General information
- Type: Glider
- National origin: United States
- Designer: Richard Schreder
- Number built: one

History
- Introduction date: 1981
- First flight: 1981

= Schreder HP-20 =

American glider

The Schreder HP-20 is an American, high-wing, T-tail, single seat glider designed by Richard Schreder.

==Design and development==
The HP-20 was designed by Schreder for the FAI 15 Metre Class. The HP-20 prototype was just complete when Schreder lost interest in the project and moved on to work on the HP-21 instead. The sole example of the HP-20 was built by Schreder in his workshop in Byran, Ohio and first flew in 1981.

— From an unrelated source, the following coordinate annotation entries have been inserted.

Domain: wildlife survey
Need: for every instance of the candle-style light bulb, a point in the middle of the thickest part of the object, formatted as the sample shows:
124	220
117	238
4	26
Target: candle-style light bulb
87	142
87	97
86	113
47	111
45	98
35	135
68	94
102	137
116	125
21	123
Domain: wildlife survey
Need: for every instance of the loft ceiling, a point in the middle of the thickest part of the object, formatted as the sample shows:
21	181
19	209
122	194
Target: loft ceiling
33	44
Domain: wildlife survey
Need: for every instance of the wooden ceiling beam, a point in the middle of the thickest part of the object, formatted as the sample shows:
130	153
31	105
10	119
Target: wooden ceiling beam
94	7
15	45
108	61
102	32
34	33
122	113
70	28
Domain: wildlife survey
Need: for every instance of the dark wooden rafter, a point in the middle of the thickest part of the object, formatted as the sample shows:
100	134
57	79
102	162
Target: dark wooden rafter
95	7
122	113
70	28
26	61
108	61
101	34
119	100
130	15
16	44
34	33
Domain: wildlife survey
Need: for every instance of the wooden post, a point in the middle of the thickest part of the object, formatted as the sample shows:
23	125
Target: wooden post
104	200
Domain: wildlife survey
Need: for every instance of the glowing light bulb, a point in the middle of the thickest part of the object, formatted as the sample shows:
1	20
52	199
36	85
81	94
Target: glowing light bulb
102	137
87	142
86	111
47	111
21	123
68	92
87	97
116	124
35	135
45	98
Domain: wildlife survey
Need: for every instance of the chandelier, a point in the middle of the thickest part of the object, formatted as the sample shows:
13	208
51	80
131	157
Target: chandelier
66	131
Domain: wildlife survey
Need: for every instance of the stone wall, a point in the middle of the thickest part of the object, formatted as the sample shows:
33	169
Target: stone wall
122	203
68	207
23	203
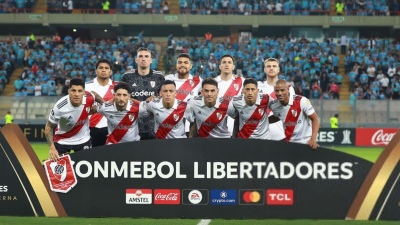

The HP-20 is all-metal with foam wing ribs. The design shares a similar fuselage to the HP-19, but has a different double-tapered wing of smaller area, 102 sqft versus 113 sqft for the HP-19. This gives the HP-20 a higher wing loading and higher best glide speed, although the glide ratio is the same as the HP-19 at 42:1. The airfoil is a Schreder modification of a Wortmann section, designated as Schreder 3. 200 lb of water ballast can be carried. The landing gear is a retractable monowheel.

==Operational history==
Even though Richard Schreder died in August 2002, in April 2011 the sole HP-20 was still registered to him.